“When Cancer Changes Your Appearance,” by Brian Nelson in The New York Times, is an unusual essay, well worth your time.
I’ll wager that Mr. Nelson has dealt with more health problems than everyone on my block put together. He links to the Google document he’s created just to keep track of his doctors and maladies. He talks about the physical changes resulting from cancer treatments, which most recently have caused shocking facial swelling and affected speech. He writes:
“How does one deal with someone whose appearance has changed from the dashingly handsome (O.K., I’m taking some poetic license) to totally disfigured and, one might say, grotesque? We’ve been trained by movies and TV to worship perfection. After all, the bad guy is always either bald, short, limps, is missing an eye, scarred or has some other abnormality to distinguish him from us, the perfect audience. My close friend recently told me he was “shocked, I tell you, shocked,” by my appearance when he saw me again after six months. I’m shocked sometimes too.”
Why would someone choose to share such personal struggles in words and pictures? To help others, of course. And to distract oneself, to create a routine; to matter.
About 20 years ago I collaborated with Seattle veteran TV journalist Julie Blacklow to create a news feature that dealt with my getting treatment for a breast lump. Alarmingly titled “Kimberly’s Breast,” it ran during National Breast Cancer Awareness month. Ms. Blacklow did all the work; I showed up and flashed the relevant body part.
At the time I worked for Seattle’s best daily newspaper. (Now the city’s only one.) The week leading up to the airing of the special, promos seemed to blare out of the newsroom’s TVs every 15 minutes. Each time the announcer’s ominous tones entreated viewers to tune in to follow one woman’s challenge or some such phrase, everyone in the room looked stricken. I got tired of assuring them I was okay and finally hung up a note at my desk: “I’m Fine. Go Back To Being Sarcastic Wise-Asses.”

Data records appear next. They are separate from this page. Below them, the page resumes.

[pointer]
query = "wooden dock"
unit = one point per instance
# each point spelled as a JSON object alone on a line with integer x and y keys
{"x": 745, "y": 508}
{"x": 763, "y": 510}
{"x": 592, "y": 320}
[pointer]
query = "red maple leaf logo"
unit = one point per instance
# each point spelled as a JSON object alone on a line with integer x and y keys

I’d asked Ms. Blacklow if she’d follow me through the medical process, starting with the first mammogram. (I’d found the lump myself and my primary-care doc sent me to a practice that specialized in such diagnostic radiology.) I reasoned that if it did turn out to be cancer, I’d need a project to keep from caving in to babbling panic. As I tend to do, I imagined the worst, and then came up with a plan to deal with it before it could actually happen. (I can’t prove it, but I’m pretty sure it was an ancestor of mine that coined that famous glass-half-empty toast, “May you be in Heaven one half-hour before the Devil knows you’re dead.”)
Through mammograms, ultrasound, removal of the lump, then more mammograms, the doctor, nurse and one very tall cameraman gamely crowded into a tiny exam room. (Like all good shooters, the camera guy could fold himself up like a map and fit into an impossibly small corner.)
In the end, the lump was not cancer, the story had a happy ending, and people no longer needed permission to be sarcastic wise-asses, so I took the note down.
Folks who’d had a breast-cancer scare in their world said thanks. Some of the people who hadn’t faced that particular fear seemed to understand the business of Oh-shit-I-found-a-lump a bit better. One of the curmudgeonly printers in the back shop took me aside and informed me he’d watched the show, then told his wife to get one of those mammogram things, pronto. She did.
I was glad I’d done the show.
Mr. Nelson, whose story is much more dramatic than mine, seems to live his life with a great mix of fortitude and humor. He climbed up on a very big stage to share his thoughts and experiences. I hope he’s up to his swollen neck in congratulatory email and text messages today, from people all over the world who feel less alone and scared because he went so very public about such very personal stuff.